İşte ödemeleri yapıp, tapu almaya gittiğinizde ise şayet o periyotta müteahhit kaynaklı bir iflas vb bir durum yok ise size tapuyu diğer bir şirketin devrettiğini görüyorsunuz lakin burada kıymetli konu inşaat şirketi sıkıntı duruma girmiş yahut iflas etmiş ise tapuya gittiğinizde bir anda tapuların sizin kontrat yapmadığınız öbür bir şirket üzerine devredildiğini hatta sizin satın aldığınız 3. kat 6 numaralı dairenin de 3. şahıslara satıldığını görebiliyorsunuz.

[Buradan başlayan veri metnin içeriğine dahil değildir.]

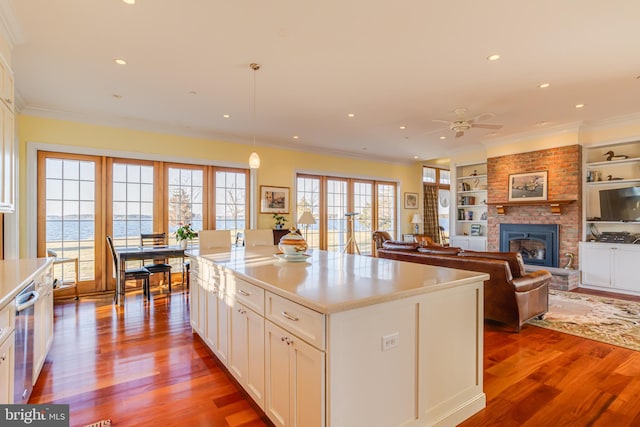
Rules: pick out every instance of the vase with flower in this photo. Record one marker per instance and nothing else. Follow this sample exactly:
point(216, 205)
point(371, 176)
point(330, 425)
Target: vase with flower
point(184, 234)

Bu durumda bu hiç bilmediğiniz şirkete gittiğinizde de “Siz öbür bir şirket ile mutabakat yaptınız, bizim o şirketle bir ilgimiz yok alacağınızı gidin onlardan talep edin” savunması ile karşılaşabiliyorsunuz. Böylelikle hem paranız hem de mesken hayaliniz buhar oluyor.”
Kimi şirketlerin iflas yahut ekonomik sıkıntı duruma girme halinde bir hülle yolunu denediklerini belirten Avukat Kiraz, “Ancak bir de bunu profesyonel olarak yapan kimi şirketler var bunlar ise sizin hiç anlayamayacağınız çok ince bir dolandırıcılık yolunu tercih ediyorlar.
Şöyle ki siz X Yapı A.Ş ile mukavele imzalıyorsunuz ancak arsa sahipleri ile yüklenici X Yapı Ticaret A.Ş. mukavele imzalıyor. Siz bana arsa sahipleri ile mukavelenizi gösterir misiniz dediğiniz de karşınıza konulan mukavelede ki bu ufak farkı anlamıyor direkt şirket ismi hakikat ise bunu kabul ediyor ve güvenebiliyorsunuz.
Son devirlerde birtakım yüklenicilerin de bunu yaptığını görüyoruz. Her ki prosedürde hem etik dışı hem de hukuk açısından hukuka muhalif sözleşmeler” diye konuştu.